Cut the butter into ½-inch chunks and let chill in the freezer for 10 minutes to get extra cold.
Pour the water into a cup and fill it with ice cubes. Set aside.
Add the flour, sugar, and salt in the bowl of an electric stand mixer fitted with the paddle attachment and mix on low speed to combine.
Turn off the mixer and add the chilled butter to the flour mixture. Mix on low speed for 30 seconds - 1 minute until the butter resembles the size of walnut halves.
Gradually pour in ¼ cup of the ice cold water (without the ice cubes). Mix for another 30 seconds - 1 minute just until the dough starts to barely come together (you don’t want to overmix it into a ball like cookie dough). The dough should be very shaggy and you should still be able to see big chunks of butter. If you need more water, then add one tablespoon at a time.

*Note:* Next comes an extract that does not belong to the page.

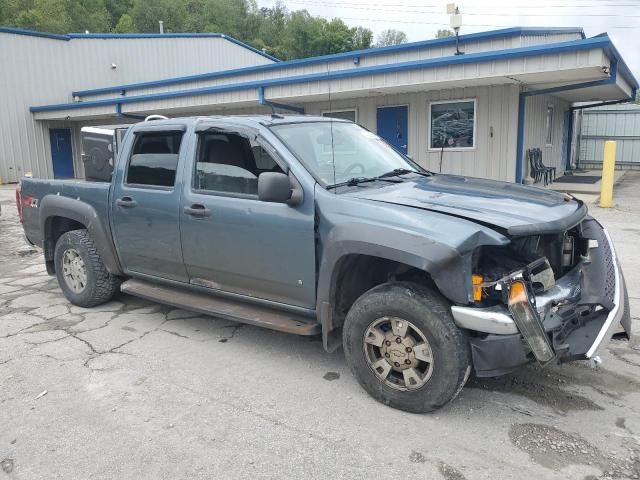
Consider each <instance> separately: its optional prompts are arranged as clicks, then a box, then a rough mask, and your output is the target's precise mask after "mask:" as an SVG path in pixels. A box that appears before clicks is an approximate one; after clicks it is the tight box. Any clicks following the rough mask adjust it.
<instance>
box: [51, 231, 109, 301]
mask: <svg viewBox="0 0 640 480" xmlns="http://www.w3.org/2000/svg"><path fill="white" fill-rule="evenodd" d="M65 255H66V256H65ZM53 258H54V263H55V268H56V277H57V278H58V285H60V288H61V289H62V292H63V293H64V296H65V297H67V300H69V301H70V302H71V303H73V304H74V305H78V306H80V307H86V308H89V307H95V306H97V305H100V304H102V303H105V302H108V301H109V300H111V298H113V296H114V294H115V293H116V292H117V291H118V287H119V286H120V278H119V277H116V276H115V275H112V274H111V273H109V271H108V270H107V268H106V267H105V266H104V263H103V262H102V259H101V258H100V255H99V254H98V251H97V250H96V246H95V244H94V242H93V240H92V239H91V236H90V235H89V233H88V232H87V231H86V230H84V229H83V230H72V231H70V232H66V233H63V234H62V235H61V236H60V238H59V239H58V241H57V243H56V249H55V252H54V257H53ZM70 259H71V260H70ZM65 261H67V262H68V263H67V264H66V265H65ZM70 265H71V266H72V268H70ZM82 266H83V267H84V276H82V275H80V276H82V278H83V281H82V280H78V278H77V277H78V275H75V277H74V278H70V276H71V275H72V274H69V273H65V268H66V271H67V272H69V270H71V271H72V272H75V273H77V272H81V271H82V270H83V269H82Z"/></svg>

Transfer the dough to a lightly floured surface and shape into a disc. Wrap in plastic wrap and refrigerate for at least 1 hour or overnight. To make ahead, wrap the dough in extra plastic wrap and freeze it. Then defrost in the fridge overnight one day before you are ready to use it.
Blind bake the pie dough
Roll out the dough into an 11-inch circle on a lightly floured work surface. Transfer it to a 9” pie dish. Trim the edges with kitchen scissors, leaving a ½ inch overhang around the edges. Tuck the overhang under the edge and crimp.
Dock the bottom and sides of the pie shell with a fork to prevent the dough from puffing up with steam while it bakes. Let chill for 30 minutes in the refrigerator or freezer if you are using a metal pie plate (Note: Do NOT freeze if using a glass pie dish to ensure the change in temperature from the freezer to oven does not crack it).
While the dough chills, preheat the oven to 425°F.
Crumple up a piece of parchment paper that is big enough to line the entire pie shell. Place it in the pie shell and fill the pie shell with dried rice or beans. This will act as pie weights.
Bake for 15-20 minutes until golden brown. Carefully remove parchment paper along with the rice or beans. Beat the egg and 1 tablespoon of water together to make an egg wash. Brush the entire pie shell with egg wash. Bake for another 5-10 minutes until golden brown and completely cooked. Let cool on a wire rack.
For the chocolate pudding
Transfer the chopped chocolate or chocolate chips to a heat-safe bowl. Set aside.
Fill a saucepan with about 2 inches of water and heat on medium-low until it just begins to simmer. Place the bowl of chopped chocolate over the hot pot of water (you do not want the bottom of the bowl to be touching the water) and then turn off the heat to gently heat it. Stir until melted and set aside.
In a small bowl, whisk together sugar, cornstarch, and cocoa powder until combined. Set aside.
In a saucepan, add the heavy cream, milk, and salt and place on medium heat. Once the milk just barely starts to bubble and simmer, remove from heat. Whisk in the sugar, cornstarch, and cocoa powder mixture. Return to heat and bring to a boil over medium heat, whisking constantly. Once boiling, cook for 2-3 minutes until thickened and the cornstarch has cooked.
Remove from heat and whisk in the melted chocolate and vanilla extract and whisk until smooth.
Pour the chocolate pudding into the cooled and baked pie shell and spread and smooth it out with an offset spatula. Cover with wax paper or plastic wrap to prevent a skin from forming, ensuring the wax paper or plastic wrap is completely smooth because it will show any creases once cooled and congealed. Refrigerate for 3-4 hours until cold and set.
For the whipped cream topping
Right before serving, whisk the heavy whipping cream using a hand mixer or an electric stand mixer with the whisk attachment (you’re welcome to use a whisk if you’re looking for a workout!). Whisk on medium-high speed just until it holds soft peaks or until its reached your desired consistency, about 3-4 minutes.
Spoon the whipped cream on top of the chilled pie and sprinkle with chocolate shavings (I use a vegetable peeler to make my chocolate shavings). Serve immediately. Enjoy!
Notes
Whipped cream is best served immediately as it is not very stable. If you do make it ahead, whip the heavy cream just until it has reached soft peaks. Cover it tightly and store it in the refrigerator to keep it cold. Then, right before serving, re-whip it for a few seconds to revive it a bit.